Attributions

Imaging Early-stage Damage to Individual Axons at An Early Stage of Glaucoma

Brad Fortune, OD, PhD Devers Eye Institute

Collaborator

Claude F Burgoyne, MD Devers Eye Institute

Summary

Current clinical gold-standard methods for assessing the structural integrity of nerve fibers damaged by glaucoma are only able to detect complete loss of those fibers from the retinal layer within the eye. By the time such loss is detected, it is too late to rescue those fibers and the visual signals they had previously carried to the brain. In order to prevent loss of those fibers and their visual function, more sensitive techniques are needed to detect subtle abnormalities that occur at an earlier stage of injury from glaucoma. We seek in this proposal to determine whether a particular type of imaging is capable of assessing and reporting on the integrity of sub-microscopic structures within optic nerve fibers at an early stage of damage preceding their complete degeneration and loss from the eye. 

Project Details

We seek to determine whether a particular type of imaging, known as “polarization-sensitive” imaging, is capable of reporting on the integrity of sub-microscopic structures within optic nerve fibers at an early stage of damage from glaucoma, preceding their complete degeneration and loss from the eye.

The principle behind this type of imaging is that retinal ganglion cell axons exhibit an optical property known as birefringence. Structures with this property behave optically as though they are made of two different materials (each with a different refractive index), depending on the orientation of polarization of the light passing through them. When retinal ganglion cell (RGC) axons are injured, before completely degenerating, they exhibit a phase during which their internal “skeletal” structure (normally consisting of a highly organized arrangement of fibers) becomes disorganized. This disruption causes a change in the way light interacts with the tissue, such that the axon bundles exhibit less birefringence and also lower reflectance (back scatter). We have already shown that this type of imaging detects abnormalities of the axon bundles before any reduction of retinal nerve fiber layer (RNFL) thickness (the most common clinical standard metric of axon integrity) can be detected.

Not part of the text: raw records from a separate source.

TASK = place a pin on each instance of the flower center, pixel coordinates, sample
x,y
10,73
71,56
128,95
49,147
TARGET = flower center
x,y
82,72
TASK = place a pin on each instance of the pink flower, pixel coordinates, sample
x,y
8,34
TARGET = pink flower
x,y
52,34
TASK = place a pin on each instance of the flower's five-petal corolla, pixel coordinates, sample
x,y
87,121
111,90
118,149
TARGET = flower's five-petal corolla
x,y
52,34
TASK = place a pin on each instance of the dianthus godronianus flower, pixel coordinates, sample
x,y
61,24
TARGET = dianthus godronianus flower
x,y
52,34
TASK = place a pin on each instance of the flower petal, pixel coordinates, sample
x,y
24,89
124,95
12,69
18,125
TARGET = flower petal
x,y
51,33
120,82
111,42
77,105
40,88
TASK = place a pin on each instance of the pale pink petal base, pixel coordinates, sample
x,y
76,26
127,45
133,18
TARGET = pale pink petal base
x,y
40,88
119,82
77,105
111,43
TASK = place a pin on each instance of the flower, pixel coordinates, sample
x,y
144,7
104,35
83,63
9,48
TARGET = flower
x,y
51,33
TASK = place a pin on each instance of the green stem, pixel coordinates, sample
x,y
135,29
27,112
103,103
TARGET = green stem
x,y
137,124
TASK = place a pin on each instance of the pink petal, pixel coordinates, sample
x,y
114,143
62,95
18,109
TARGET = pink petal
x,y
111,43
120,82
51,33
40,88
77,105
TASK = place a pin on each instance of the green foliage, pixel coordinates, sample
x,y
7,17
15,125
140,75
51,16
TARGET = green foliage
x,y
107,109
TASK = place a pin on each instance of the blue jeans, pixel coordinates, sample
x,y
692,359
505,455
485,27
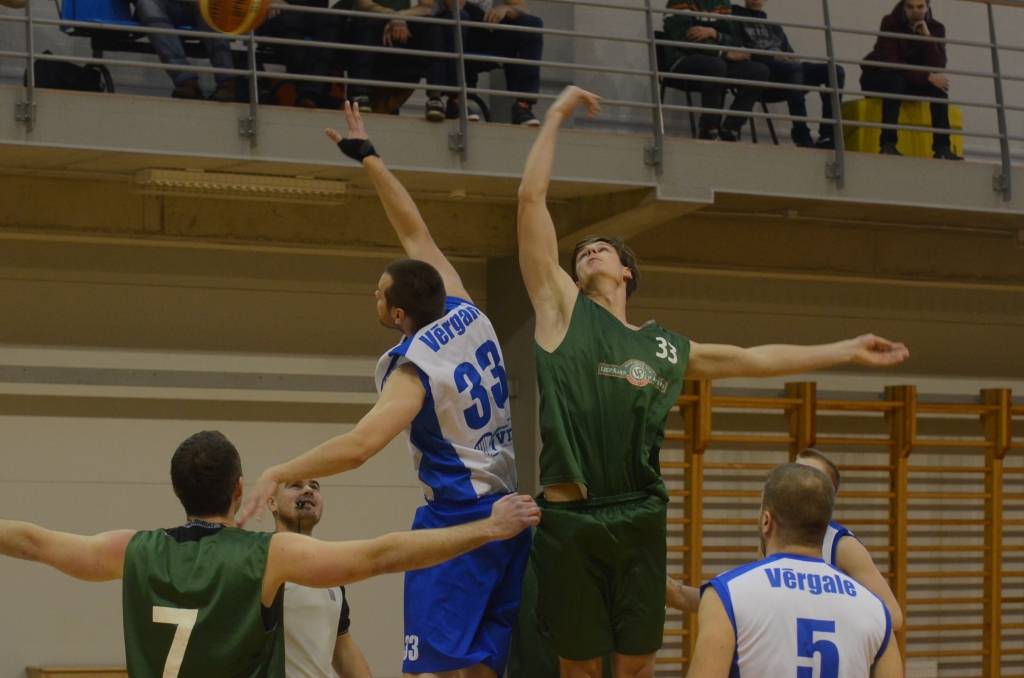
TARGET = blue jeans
x,y
175,13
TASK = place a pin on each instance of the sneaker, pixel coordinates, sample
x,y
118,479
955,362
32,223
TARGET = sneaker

However, there remains an important gap in the evidence that needs to be addressed before this imaging approach can translate completely to influence clinical care. The resolution of current imaging techniques is insufficient to discern whether individual axons are dropping from bundles without bundle collapse (thus manifesting as reduced birefringence without bundle thinning) or whether cytoskeletal disruption occurs within axons that otherwise remain present within bundles. We aim to close this gap by implementing a novel assay to simultaneously assess the integrity of the axonal cytoskeletal structure (using electron microscopy) and a functional (physiological) correlate of healthy cytoskeletal structure, namely active axon transport, within individual RGC axons at an early stage of experimental glaucoma. This link is significant and necessary to close the existing evidence gap so that clinicians and their patients will know unequivocally that abnormalities of RNFL birefringence represent a sign of axonal stress rather than axonal loss. This should impact clinical care, making it clearer that new progressive RNFL retardance defects represent a “red flag” that can alert clinicians of the need to advance therapy before additional stages of axonal self destruction result in permanent axon and vision loss.